Douglas Haig wrote to the War Office today, setting out the impact of the new gernam Jastas on the RFC and the requirement for better aircraft.
“I have the honour to request that the immediate attention of the Army Council may be given to the urgent necessity for a very early increase in the numbers and efficiency of the fighting aeroplanes at my disposal. Throughout the last three months the Royal Flying Corps in France has maintained such a measure of superiority over the enemy in the air that it has been enabled to render services of incalculable value. The result is that the enemy has made extraordinary efforts to increase the number, and develop the speed and power, of his fighting machines. He has unfortunately succeeded in doing so and it is necessary to realize clearly, and at once, that we shall undoubtedly lose our superiority in the air if I am not provided at an early date with improved means of retaining it. Within the last few days the enemy has brought into action on the Somme front a considerable number of fighting aeroplanes which are faster, handier, and capable of attaining a greater height than any at my disposal with the exception of one squadron of single-seater Nieuports, one of F.E. Rolls Royce, and one of Sopwiths,-the last mentioned being inferior to the enemy’s new machines in some respects though superior in others. All other fighting machines at my disposal are decidedly inferior. The result of the advent of the enemy’s improved machines has been a marked increase in the casualties suffered by the Royal Flying Corps, and though I do not anticipate losing our present predominance in the air for the next three or four months, the situation after that threatens to be very serious unless adequate steps to deal with it are taken at once. I have directed the G.O.C. Royal Flying Corps in France to put forward a statement of our estimated requirements.”

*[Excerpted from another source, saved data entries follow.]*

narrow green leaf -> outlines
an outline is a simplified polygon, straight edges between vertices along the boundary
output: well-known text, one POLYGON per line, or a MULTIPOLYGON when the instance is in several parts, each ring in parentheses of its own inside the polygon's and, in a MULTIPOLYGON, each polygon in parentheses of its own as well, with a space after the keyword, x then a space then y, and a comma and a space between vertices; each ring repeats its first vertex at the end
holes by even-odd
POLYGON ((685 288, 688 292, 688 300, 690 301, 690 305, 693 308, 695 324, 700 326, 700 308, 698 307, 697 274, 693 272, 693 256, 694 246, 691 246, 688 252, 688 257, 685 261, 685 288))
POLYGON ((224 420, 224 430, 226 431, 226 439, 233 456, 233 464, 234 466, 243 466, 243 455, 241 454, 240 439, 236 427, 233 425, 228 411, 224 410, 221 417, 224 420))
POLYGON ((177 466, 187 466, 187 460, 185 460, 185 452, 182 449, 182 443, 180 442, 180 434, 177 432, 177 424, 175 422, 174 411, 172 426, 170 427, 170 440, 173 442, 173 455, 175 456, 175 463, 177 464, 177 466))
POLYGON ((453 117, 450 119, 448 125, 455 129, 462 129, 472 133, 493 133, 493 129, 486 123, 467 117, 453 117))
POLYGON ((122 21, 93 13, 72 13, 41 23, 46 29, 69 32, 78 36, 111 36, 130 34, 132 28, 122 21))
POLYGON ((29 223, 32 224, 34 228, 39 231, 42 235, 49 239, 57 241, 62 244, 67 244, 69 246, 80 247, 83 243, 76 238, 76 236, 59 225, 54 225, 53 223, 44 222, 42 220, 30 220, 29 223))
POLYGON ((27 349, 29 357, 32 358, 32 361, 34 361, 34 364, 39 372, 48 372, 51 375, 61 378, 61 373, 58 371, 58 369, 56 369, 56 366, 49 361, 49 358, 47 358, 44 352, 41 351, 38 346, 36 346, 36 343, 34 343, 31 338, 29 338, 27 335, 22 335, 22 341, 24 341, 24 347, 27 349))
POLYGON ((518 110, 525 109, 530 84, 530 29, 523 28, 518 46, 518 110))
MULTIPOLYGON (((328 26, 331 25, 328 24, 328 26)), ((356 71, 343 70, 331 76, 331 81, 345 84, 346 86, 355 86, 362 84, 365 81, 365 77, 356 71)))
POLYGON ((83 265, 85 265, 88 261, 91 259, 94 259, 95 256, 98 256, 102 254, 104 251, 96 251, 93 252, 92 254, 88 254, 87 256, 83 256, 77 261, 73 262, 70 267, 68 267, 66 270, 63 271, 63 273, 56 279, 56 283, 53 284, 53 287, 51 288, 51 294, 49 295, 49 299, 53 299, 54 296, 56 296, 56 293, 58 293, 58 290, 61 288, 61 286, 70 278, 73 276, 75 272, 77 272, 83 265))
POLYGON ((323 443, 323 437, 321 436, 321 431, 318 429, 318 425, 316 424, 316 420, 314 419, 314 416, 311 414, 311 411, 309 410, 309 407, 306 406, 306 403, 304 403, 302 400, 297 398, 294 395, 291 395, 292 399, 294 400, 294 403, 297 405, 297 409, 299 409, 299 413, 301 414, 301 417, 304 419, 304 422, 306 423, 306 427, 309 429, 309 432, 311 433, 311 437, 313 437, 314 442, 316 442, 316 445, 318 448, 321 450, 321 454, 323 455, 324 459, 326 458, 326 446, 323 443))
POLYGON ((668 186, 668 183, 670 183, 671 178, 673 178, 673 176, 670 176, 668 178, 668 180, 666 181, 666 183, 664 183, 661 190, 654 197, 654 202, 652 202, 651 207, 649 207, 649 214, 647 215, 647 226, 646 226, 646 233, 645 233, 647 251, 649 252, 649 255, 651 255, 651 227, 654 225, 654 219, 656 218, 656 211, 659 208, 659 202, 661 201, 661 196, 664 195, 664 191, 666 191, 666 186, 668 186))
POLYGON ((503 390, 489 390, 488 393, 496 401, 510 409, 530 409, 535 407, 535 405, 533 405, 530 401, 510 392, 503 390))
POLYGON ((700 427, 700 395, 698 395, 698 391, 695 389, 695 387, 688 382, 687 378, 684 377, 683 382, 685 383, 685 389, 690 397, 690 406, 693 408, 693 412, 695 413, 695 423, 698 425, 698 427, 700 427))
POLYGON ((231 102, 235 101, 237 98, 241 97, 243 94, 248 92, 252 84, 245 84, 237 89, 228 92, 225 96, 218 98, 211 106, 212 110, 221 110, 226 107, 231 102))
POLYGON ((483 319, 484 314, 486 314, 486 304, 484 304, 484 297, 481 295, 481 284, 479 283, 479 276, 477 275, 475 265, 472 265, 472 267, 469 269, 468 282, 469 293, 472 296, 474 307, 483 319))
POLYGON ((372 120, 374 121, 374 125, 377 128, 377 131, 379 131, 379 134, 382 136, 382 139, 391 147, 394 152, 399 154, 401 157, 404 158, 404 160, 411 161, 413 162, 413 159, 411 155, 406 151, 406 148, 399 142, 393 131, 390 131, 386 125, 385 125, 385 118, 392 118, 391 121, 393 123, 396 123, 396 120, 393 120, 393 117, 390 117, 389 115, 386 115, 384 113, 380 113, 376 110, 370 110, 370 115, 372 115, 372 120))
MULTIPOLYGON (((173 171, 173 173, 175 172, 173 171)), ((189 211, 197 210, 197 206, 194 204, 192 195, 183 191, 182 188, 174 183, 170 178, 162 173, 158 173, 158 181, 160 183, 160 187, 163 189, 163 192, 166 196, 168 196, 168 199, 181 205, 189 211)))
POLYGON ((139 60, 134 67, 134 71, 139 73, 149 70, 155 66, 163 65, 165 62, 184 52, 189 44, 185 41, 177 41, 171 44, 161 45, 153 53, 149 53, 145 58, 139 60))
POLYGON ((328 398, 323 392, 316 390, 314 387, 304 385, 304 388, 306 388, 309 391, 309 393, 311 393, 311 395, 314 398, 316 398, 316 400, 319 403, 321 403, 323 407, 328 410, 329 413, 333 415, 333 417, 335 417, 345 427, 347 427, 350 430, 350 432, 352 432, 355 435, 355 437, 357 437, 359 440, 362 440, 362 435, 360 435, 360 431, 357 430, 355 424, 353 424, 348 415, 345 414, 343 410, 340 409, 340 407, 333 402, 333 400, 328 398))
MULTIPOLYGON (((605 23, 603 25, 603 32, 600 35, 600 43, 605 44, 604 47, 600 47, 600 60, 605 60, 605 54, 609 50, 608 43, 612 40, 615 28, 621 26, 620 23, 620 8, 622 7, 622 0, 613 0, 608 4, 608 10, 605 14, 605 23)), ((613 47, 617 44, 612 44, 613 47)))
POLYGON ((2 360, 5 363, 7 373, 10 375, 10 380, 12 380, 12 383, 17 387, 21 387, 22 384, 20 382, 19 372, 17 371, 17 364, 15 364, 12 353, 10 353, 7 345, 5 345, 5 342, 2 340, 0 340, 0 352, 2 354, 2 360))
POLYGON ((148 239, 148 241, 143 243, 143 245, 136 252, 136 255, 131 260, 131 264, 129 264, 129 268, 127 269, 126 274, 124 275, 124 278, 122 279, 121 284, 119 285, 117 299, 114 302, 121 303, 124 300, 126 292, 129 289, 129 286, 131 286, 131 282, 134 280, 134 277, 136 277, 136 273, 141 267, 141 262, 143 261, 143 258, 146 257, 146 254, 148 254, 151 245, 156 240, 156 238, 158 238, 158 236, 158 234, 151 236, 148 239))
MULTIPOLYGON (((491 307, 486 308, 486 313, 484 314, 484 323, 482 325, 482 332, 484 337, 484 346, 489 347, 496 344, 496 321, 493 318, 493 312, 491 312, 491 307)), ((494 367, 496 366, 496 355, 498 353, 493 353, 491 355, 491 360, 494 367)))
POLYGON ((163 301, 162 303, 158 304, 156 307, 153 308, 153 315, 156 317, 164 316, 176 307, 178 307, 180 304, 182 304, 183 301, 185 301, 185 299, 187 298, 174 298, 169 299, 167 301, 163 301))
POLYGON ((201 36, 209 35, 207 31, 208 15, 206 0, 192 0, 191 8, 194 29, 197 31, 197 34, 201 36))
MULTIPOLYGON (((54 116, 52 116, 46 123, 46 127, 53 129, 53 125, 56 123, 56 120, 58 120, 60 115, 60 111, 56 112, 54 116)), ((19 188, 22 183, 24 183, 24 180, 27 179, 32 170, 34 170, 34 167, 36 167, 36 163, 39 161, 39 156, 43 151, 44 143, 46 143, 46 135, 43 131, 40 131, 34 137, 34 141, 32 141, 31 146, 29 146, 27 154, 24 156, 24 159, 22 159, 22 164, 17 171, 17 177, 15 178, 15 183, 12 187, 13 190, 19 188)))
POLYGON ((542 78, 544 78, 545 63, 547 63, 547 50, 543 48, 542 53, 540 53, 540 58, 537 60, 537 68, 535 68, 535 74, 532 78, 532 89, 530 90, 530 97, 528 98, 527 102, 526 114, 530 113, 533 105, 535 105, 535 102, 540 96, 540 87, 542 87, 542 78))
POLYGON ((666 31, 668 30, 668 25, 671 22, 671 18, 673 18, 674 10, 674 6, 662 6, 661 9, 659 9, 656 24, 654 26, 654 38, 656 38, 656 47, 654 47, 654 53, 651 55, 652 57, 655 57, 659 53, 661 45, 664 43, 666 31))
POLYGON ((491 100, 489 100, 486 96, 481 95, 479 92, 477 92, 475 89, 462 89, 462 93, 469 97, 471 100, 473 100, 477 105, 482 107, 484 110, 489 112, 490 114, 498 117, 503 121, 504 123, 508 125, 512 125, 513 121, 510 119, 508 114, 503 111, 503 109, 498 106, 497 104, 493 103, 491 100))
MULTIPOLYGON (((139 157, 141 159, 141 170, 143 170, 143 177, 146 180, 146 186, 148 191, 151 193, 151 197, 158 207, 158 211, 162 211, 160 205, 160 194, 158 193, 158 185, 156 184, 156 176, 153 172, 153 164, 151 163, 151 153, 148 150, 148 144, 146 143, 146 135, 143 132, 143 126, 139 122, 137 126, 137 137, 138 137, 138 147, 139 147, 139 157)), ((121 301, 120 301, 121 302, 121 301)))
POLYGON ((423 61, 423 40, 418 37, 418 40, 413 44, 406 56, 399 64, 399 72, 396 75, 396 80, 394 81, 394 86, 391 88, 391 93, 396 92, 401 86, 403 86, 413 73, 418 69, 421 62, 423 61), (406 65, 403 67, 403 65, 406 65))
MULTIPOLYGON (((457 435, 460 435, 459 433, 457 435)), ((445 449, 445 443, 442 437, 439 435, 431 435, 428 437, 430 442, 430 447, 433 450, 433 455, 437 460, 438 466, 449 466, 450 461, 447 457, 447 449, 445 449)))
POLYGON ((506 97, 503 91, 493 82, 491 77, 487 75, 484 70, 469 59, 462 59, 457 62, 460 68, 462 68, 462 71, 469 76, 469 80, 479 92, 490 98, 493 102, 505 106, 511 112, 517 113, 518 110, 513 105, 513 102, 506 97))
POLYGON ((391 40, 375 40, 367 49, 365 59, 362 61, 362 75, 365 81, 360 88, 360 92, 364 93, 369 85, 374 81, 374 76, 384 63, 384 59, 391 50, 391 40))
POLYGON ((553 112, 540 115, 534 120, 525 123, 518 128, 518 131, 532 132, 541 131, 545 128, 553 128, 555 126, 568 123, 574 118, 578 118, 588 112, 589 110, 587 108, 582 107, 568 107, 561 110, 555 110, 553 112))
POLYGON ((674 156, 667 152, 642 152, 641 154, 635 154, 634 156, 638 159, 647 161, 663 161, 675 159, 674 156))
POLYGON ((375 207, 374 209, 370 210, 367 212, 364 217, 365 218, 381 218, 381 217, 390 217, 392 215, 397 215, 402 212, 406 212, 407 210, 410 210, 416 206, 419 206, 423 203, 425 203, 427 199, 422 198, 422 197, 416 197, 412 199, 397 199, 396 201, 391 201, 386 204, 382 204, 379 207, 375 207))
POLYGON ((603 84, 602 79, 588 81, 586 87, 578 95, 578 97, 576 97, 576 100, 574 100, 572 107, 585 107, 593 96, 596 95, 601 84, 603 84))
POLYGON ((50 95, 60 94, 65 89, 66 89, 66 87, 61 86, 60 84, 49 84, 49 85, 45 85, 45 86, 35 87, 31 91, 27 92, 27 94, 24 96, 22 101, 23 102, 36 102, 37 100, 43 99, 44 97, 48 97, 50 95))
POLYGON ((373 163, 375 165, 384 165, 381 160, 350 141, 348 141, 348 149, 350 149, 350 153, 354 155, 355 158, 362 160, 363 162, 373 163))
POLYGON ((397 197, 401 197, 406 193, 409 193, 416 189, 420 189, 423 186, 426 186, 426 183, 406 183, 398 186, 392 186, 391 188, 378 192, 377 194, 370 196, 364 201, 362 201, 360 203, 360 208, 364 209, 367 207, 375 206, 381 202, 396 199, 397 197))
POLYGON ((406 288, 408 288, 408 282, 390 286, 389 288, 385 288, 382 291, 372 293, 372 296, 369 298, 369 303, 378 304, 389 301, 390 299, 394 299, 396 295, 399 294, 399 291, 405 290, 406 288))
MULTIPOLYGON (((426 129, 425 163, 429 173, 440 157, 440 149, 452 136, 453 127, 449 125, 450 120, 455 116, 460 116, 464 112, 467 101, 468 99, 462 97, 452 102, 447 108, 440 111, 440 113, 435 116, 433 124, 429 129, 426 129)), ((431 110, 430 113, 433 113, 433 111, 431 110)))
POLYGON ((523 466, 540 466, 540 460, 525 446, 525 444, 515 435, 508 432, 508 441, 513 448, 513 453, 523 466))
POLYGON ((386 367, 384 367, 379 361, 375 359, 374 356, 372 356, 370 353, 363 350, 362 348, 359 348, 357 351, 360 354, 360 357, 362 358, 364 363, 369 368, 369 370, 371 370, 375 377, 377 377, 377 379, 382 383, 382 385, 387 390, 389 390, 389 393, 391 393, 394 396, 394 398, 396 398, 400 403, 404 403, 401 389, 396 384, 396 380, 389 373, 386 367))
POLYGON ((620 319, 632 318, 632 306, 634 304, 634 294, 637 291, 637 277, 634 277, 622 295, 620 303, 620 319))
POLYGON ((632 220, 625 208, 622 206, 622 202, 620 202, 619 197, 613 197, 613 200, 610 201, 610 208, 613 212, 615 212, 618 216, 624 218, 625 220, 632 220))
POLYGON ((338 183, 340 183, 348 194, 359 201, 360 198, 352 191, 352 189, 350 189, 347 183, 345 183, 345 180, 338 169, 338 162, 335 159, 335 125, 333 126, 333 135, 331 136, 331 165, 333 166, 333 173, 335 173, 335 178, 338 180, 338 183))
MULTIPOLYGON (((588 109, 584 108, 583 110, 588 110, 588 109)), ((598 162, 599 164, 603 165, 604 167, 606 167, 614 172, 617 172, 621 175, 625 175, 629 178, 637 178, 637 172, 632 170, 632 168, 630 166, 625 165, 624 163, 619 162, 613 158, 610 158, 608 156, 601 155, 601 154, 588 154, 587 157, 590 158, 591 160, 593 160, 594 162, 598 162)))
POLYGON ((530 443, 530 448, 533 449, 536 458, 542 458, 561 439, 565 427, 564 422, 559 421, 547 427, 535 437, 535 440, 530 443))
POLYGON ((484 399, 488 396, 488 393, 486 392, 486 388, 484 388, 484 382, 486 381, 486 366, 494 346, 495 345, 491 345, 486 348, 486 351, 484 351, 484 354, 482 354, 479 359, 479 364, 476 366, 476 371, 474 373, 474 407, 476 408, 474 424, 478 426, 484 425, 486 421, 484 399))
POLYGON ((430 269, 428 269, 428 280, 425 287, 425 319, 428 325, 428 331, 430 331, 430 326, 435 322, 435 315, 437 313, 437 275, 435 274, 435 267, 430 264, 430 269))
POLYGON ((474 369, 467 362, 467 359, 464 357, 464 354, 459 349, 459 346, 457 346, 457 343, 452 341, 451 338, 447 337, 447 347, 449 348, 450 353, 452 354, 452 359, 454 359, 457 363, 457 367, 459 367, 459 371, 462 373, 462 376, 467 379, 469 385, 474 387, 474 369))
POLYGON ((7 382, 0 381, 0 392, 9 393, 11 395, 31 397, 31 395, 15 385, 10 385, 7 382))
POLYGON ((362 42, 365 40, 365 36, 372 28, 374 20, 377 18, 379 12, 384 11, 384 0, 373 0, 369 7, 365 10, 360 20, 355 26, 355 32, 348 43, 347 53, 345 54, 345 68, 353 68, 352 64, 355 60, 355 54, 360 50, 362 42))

He also wrote to Sir William Robertson, Chief of the Imperial General Staff, highlighting ther impact on operations.
“we were now doing less distant fighting with the result that an increasing number of German machines now come up to the lines, and a few cross them, whereas practically no German machines crossed the line in the first two months of the battle. It is the fighting far behind the enemy’s lines that tells most.”